Dell CEO Michael Dell told the Wall Street Journal in an e-mail exchange over the weekend that he intends to stay with the company if his multibillion-dollar offer to buy the joint and take it private isn’t approved by the stockholders.
He also said that he won’t support Carl Icahn’s notion of a leverage recapitalization or Icahn’s schemes to put the company deeper in debt or sell off some its assets to pay shareholders an ostensibly higher price.
Michael reiterated that the specter of $13.75 a share that he and private equity house Silver Lake Partners dangled in front of stockholders last week was a “best and final” offer worth $24.6 billion.
It’s a dime better than the $13.65 a share Dell’s board accepted in February.
He justified the uptick on the grounds that he’s asking for a change in the way the shares are counted so any abstentions are discarded.
Currently abstentions count as “no,” a situation he claims Icahn, who was never a Dell stockholder before Michael put his buy-put offer on the table, has been “unfairly” able to use a minority of shares to block the deal that “the majority of the unaffiliated shares voting on the transaction wanted to accept.”
“That’s why we’ve now requested that the standard be changed to allow the will of the majority of the unaffiliated shares voting on the transaction to control the outcome.”
Icahn personally controls about 8% of the votes but other stockholders like Southeastern Asset Management and T Rowe Price are backing his play.
The paper suggests that Michael’s comments may be a signal to stockholders planning to vote against the buy-out that they’d better support Icahn’s proxy fight to gain control of the company too or be prepared to walk away holding stock that’s lost all of its deal-inflated luster.
The same message may be intended for the Dell board’s special committee which has until August 2 to decide to change the rules or not.

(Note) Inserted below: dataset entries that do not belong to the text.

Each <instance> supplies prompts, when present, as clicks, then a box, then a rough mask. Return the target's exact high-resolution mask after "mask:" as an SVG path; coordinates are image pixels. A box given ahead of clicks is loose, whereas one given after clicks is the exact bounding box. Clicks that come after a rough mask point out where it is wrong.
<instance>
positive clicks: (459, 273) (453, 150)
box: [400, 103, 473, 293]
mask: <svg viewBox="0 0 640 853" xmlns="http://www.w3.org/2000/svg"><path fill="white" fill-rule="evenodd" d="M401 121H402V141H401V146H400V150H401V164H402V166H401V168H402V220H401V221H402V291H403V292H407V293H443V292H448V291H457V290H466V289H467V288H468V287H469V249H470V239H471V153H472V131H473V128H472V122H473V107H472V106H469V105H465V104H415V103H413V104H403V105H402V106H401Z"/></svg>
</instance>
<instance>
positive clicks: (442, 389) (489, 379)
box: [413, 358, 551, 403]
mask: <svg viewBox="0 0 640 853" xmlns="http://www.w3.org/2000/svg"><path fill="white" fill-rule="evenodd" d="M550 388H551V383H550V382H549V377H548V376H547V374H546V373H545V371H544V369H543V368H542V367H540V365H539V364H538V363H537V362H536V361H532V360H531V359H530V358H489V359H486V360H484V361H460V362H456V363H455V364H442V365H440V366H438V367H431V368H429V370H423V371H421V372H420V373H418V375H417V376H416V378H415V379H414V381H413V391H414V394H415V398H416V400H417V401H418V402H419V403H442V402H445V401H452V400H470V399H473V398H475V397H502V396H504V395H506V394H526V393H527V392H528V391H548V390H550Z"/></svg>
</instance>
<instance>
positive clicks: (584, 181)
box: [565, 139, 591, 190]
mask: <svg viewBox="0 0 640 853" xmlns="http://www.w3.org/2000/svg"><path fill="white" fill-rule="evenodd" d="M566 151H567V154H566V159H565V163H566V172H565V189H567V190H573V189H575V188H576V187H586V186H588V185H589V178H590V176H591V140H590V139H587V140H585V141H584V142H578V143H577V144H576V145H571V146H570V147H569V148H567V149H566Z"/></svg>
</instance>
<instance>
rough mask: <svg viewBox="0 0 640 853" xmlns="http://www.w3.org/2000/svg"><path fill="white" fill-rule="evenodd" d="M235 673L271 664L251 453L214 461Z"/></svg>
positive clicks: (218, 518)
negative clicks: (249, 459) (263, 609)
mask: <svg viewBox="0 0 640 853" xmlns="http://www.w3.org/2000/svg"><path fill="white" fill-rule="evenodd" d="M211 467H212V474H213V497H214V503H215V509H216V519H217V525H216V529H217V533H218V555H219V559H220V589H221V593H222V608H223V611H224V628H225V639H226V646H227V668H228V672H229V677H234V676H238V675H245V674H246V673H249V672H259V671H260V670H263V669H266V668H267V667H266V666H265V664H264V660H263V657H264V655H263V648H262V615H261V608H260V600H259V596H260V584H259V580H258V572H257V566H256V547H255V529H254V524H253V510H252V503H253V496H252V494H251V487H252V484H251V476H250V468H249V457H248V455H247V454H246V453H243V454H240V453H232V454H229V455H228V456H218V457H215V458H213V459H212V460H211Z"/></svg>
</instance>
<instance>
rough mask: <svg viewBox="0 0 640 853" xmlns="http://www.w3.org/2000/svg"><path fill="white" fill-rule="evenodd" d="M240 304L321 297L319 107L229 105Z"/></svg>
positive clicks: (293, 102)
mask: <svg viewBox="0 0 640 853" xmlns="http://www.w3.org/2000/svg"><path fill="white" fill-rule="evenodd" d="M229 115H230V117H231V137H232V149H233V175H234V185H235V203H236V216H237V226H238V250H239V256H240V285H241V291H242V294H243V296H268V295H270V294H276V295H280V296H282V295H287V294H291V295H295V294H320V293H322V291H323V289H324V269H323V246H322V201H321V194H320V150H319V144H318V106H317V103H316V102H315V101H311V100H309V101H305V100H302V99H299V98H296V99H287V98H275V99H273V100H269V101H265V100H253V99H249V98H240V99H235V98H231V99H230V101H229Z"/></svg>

Bloomberg reported last week that the committee wants $14 a share to change the rules.
“Given where we are today,” Michael told the Journal, “I believe the challenges we would face as a public company, including a potential proxy fight, would be significant. But I am ready to fight and I am committed to doing what I believe is right for the company.”
The 10-cent price increase is coming from both Michael Dell and Silver Lake on a pro rata basis. It works out to about another $150 million.